Lo abrió, pero nada. La portada era rígida, de color verde oscuro con una delicada serigrafía dorada, muy bonita. Las hojas estaban impecables: ni rastro de tinta, ni rastro de tiempo, ni rastro de nada... Parecía recién comprado, sólo que ella no recordaba ninguna librería que vendiera libros vacíos. Encendió una vela y empezó a pasar las páginas a trasluz, tratando de divisar algún texto oculto. Luego se autonegó con la cabeza a la vez que se decía "demasiados libros has leído tú...", y en cierto modo sintió un poco de decepción. Aunque a la vez notó alegría al darse cuenta de que ahora podía escribir su propio libro. Sólo necesitaba un lugar tranquilo... Un lugar como el altillo, ¿quizá? Sí. Podía ir bastante bien. A fin de cuentas, era muy luminoso de día gracias a una ventana circular que no podía cerrarse. En invierno era imposible subir ahí, literalmente: la madera se humedecía y ensanchaba con el frío, causando crujidos aleatorios por toda la casa y haciendo que la pequeña puerta de acceso no pudiera abrirse. Por suerte, aún quedaban unos tres meses hasta ese momento, en los cuales podría avanzar mucho. 

No acudía a clase, todo lo que se sabía era enseñado por los mayores, o incluso por un señor cualquiera paseando por la calle a plena tarde. No había dónde acudir, realmente. Ni escuela, ni iglesia, ni nada. Todo casas, campo, granjas y bondad. Si había un mínimo problema se hablaba con El Dialogador, un anciano de infinita paciencia y gran don de palabra. Y lo que él decidiera, se hacía. No como imposición, sino por el bien común y porque hasta ahora siempre les había ido perfectamente así.
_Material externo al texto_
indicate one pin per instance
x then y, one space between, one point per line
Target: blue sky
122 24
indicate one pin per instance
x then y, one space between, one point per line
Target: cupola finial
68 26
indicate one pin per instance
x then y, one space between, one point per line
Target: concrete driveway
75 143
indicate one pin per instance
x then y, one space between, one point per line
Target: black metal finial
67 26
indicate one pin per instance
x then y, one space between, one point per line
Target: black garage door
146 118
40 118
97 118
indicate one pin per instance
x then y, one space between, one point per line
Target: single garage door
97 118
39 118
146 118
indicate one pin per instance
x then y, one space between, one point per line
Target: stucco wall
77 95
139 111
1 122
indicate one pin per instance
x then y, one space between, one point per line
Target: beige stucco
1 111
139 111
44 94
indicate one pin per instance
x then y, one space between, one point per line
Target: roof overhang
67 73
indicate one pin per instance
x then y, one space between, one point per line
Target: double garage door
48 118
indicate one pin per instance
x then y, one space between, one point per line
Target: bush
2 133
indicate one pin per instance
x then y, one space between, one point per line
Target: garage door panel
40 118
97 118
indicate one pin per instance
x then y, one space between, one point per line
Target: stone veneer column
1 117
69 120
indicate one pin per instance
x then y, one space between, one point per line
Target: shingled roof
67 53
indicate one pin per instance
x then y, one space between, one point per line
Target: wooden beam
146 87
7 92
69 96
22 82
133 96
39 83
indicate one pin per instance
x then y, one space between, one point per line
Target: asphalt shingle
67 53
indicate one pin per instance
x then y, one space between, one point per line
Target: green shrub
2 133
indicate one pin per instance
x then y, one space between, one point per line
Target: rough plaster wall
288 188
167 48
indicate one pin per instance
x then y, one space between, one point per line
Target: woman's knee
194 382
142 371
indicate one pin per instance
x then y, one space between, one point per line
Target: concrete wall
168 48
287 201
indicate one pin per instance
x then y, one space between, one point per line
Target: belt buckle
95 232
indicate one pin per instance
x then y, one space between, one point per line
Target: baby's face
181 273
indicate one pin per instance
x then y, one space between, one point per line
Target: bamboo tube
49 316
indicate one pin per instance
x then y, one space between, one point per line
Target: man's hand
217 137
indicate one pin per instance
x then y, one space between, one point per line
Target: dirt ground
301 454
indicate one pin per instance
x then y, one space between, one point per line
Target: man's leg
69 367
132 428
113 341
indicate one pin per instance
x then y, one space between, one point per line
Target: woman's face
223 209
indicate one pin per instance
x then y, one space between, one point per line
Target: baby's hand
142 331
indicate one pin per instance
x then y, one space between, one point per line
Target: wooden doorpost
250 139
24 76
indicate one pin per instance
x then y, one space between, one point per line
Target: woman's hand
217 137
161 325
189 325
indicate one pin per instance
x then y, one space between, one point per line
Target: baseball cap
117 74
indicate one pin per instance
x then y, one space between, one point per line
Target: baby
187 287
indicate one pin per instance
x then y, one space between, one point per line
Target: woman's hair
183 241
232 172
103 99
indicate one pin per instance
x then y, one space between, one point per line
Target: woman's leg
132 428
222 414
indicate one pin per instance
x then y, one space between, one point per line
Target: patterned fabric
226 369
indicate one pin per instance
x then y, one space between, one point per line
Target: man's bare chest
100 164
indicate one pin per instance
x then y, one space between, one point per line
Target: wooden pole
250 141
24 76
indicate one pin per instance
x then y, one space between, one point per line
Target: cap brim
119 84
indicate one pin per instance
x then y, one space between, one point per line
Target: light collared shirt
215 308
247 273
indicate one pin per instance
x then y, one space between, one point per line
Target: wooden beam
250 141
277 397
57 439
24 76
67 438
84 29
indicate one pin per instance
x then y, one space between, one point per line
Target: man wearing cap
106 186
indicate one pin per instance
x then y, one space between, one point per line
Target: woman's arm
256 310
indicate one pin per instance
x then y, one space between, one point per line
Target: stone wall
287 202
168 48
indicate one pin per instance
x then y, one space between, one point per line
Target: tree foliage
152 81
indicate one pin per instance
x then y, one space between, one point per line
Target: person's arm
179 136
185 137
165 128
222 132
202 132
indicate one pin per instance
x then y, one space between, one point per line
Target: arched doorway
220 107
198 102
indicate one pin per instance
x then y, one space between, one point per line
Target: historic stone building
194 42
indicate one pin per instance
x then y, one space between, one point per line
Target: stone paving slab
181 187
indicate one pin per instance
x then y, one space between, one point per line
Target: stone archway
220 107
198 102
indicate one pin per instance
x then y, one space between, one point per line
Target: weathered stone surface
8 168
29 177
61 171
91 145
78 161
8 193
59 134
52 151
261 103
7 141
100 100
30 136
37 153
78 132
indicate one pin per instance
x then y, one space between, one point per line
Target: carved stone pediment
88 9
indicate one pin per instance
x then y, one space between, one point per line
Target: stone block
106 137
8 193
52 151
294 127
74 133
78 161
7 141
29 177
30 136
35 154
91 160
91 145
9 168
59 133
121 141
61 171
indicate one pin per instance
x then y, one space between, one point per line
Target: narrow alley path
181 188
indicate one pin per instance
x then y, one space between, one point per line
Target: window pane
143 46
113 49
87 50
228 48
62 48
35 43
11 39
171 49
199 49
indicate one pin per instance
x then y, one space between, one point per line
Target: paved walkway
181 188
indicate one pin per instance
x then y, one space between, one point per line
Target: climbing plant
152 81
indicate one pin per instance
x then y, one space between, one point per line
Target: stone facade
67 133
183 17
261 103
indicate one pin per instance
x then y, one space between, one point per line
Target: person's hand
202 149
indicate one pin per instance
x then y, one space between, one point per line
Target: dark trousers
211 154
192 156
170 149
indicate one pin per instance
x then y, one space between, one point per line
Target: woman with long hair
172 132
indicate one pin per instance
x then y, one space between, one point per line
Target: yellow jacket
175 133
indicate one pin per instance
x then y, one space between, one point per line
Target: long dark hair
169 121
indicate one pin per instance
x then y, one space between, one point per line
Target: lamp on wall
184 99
Así que con esa ilusión por empezar algo nuevo, hundió el libro perfectamente en la mochila y añadió comida, mucha comida. Cogió lápices de colores y algo para escribir. Y un libro que tenía medio-leído y que no le dio tiempo a terminar de leer. Subió sin mucho esfuerzo.

Había una única bombilla que proyectaba una tenue luz, a veces intermitente en intensidad, que provocaba que todas las sombras del lugar cobrasen vida. Aunque ahora mismo no hacía falta, era de día y el Sol siempre era más gentil. Abrió el libro en blanco, y tarareaba en su mente una distraída melodía mientras pensaba qué podía inaugurar su gran obra (o al menos, la primera). No le salían las palabras, así que dibujó criaturas en sus pensamientos y luego las plasmó al papel.
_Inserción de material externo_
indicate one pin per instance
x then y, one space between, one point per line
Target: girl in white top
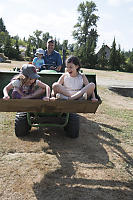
23 85
72 84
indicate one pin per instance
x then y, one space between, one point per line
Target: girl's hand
45 99
6 97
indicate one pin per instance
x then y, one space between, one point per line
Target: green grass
126 118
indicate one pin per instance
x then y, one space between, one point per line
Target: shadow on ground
79 159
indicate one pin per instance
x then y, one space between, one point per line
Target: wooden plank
36 105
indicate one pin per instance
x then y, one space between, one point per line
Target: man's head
50 45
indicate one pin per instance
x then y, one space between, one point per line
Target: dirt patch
47 165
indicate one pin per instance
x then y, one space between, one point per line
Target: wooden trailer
38 113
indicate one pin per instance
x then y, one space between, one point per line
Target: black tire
72 127
22 127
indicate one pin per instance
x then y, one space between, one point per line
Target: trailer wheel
22 127
72 127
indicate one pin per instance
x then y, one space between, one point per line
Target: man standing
52 57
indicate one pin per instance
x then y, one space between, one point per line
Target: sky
58 17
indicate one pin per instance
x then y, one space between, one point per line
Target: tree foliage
85 33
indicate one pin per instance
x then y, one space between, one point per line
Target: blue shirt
54 59
38 62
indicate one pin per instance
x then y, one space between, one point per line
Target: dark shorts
16 95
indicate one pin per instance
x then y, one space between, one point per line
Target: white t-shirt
17 84
73 84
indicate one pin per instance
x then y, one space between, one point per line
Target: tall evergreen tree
2 26
113 56
85 33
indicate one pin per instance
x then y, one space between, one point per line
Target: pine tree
2 26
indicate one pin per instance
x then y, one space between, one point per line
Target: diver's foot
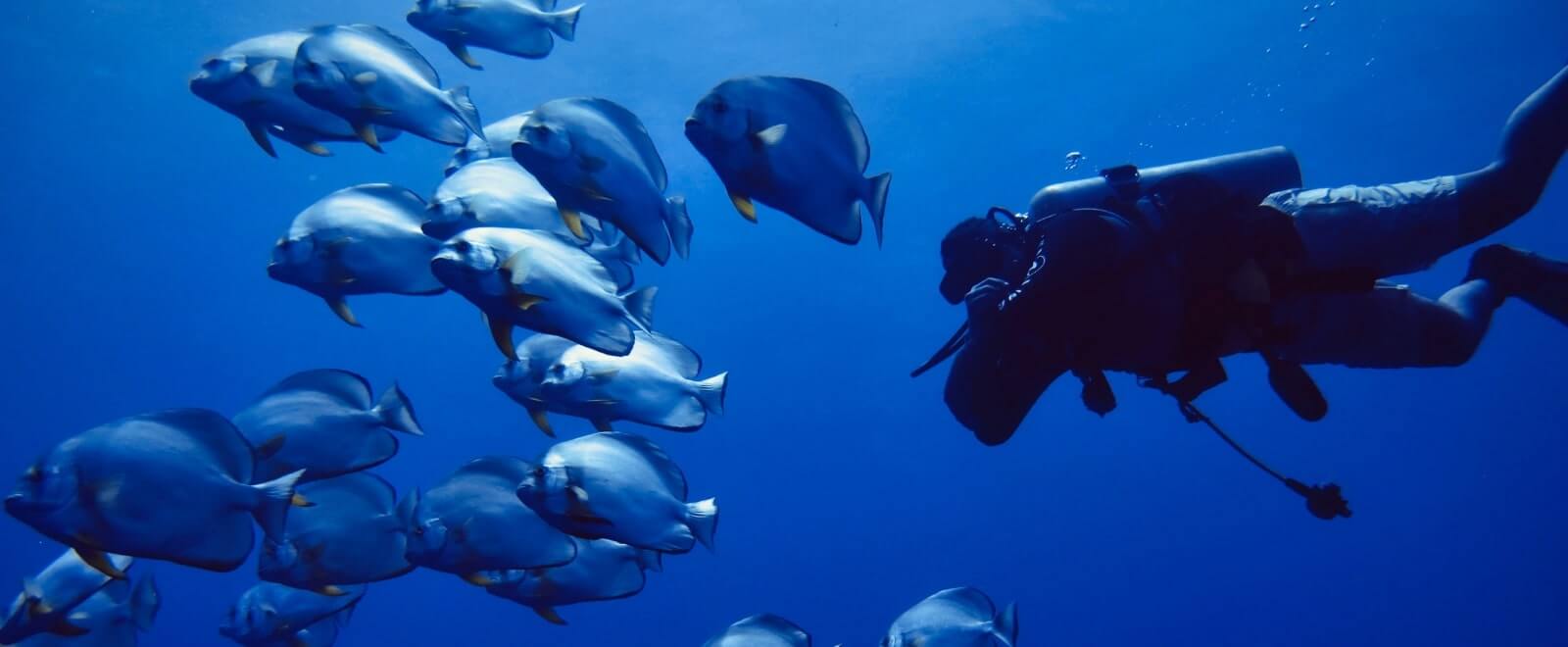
1534 278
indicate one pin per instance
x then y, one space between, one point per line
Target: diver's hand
984 302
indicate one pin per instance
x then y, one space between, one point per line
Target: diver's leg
1388 327
1533 141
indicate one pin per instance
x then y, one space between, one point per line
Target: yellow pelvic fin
501 331
574 222
101 563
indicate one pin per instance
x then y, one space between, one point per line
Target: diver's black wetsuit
1104 294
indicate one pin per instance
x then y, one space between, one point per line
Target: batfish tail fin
564 23
703 521
465 109
679 224
640 305
712 393
273 501
875 200
145 603
397 414
1005 625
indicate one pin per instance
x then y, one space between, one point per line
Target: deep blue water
140 221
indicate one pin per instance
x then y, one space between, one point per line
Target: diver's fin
543 422
703 521
397 414
640 305
548 613
679 224
259 133
99 561
564 23
63 626
574 222
745 206
368 133
501 333
462 51
341 310
770 135
875 200
712 393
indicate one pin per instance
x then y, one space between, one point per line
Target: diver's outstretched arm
1533 141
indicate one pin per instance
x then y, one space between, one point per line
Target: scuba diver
1167 271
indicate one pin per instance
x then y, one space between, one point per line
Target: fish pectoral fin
259 135
99 561
266 75
574 222
593 190
480 579
459 49
341 310
770 135
548 613
270 446
501 333
744 206
63 626
368 133
543 422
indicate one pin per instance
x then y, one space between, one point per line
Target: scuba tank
1251 174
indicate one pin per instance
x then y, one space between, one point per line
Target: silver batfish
172 485
596 157
956 618
543 283
623 487
365 239
516 27
255 82
794 145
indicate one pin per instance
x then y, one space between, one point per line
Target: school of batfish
538 222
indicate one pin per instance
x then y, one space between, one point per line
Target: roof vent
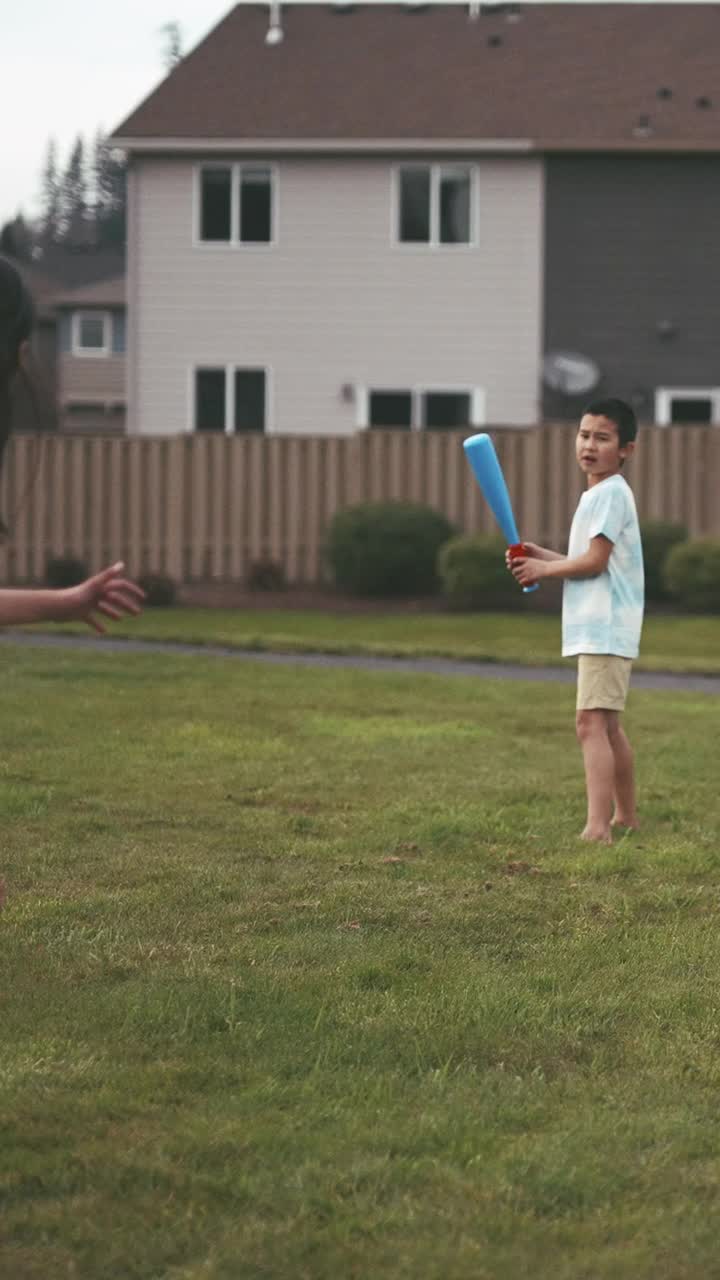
642 127
510 12
274 35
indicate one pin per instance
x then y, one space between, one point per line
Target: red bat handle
518 549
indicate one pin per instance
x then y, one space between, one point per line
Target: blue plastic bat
488 474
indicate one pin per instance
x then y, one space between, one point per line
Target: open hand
106 593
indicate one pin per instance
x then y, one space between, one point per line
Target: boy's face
598 449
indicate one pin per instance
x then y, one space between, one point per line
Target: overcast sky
71 67
74 67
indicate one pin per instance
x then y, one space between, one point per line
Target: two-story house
91 362
420 215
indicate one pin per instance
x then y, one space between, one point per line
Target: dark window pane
415 206
391 408
455 206
250 400
210 400
215 205
446 410
255 206
692 410
91 333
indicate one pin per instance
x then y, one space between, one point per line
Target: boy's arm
543 552
108 593
536 553
591 563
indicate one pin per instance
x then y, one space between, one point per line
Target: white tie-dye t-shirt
604 613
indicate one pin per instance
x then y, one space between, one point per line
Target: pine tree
109 192
50 197
73 197
17 240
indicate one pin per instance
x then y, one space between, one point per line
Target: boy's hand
108 593
527 570
534 549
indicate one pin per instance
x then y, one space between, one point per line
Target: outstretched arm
591 563
106 593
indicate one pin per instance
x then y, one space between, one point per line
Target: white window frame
434 243
664 397
236 173
76 328
229 371
475 393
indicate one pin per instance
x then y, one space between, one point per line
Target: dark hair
17 319
619 412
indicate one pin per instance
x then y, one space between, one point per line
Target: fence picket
199 507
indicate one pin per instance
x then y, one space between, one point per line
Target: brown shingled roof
559 76
101 293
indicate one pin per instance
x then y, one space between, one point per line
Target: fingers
112 577
123 598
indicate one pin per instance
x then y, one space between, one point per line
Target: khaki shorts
602 681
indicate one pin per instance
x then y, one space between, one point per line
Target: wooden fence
208 507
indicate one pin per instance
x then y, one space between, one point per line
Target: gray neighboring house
390 216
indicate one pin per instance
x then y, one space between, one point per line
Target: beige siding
209 508
335 301
87 378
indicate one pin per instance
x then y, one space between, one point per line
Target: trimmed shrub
386 548
265 576
474 575
692 575
160 590
659 536
63 571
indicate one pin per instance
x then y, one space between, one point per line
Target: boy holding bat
602 609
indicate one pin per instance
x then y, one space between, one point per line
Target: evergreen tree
50 197
17 240
109 192
73 197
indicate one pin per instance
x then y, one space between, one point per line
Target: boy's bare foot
625 823
602 835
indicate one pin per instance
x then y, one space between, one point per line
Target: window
210 400
255 206
250 400
91 333
683 406
424 408
391 408
229 396
415 206
235 205
215 205
447 410
434 205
Fue una rutina que repetía sin descanso, hasta el punto que olvidaba el motivo que la había llevado allí. Las reservas de comida descendían a mayor velocidad por sus constantes aislamientos del mundo, pero siempre acababan siendo llenadas de nuevo. Incluso se aprendió el horario de luz: sabía exactamente en qué momento el Sol iba a desaparecer tras la montaña hasta el día siguiente.

Pasó el primer mes. Y también pasó el segundo. Otoño desapareció muy rápido, más de lo que ella habría querido pues le gustaba aquél lugar tan inhóspito y a la vez, tan hospitalario. Ahora las maderas empezaban a crujir también por la temperatura, y no sólo por sus andares. Cuando leía (ya que había subido muchos de sus libros en una misma tarde, para ahorrarse viajes) necesitaba una manta por encima. Pronto necesitó dos. Y pronto, dejó de poder entrar. No era algo que fuera a permitir.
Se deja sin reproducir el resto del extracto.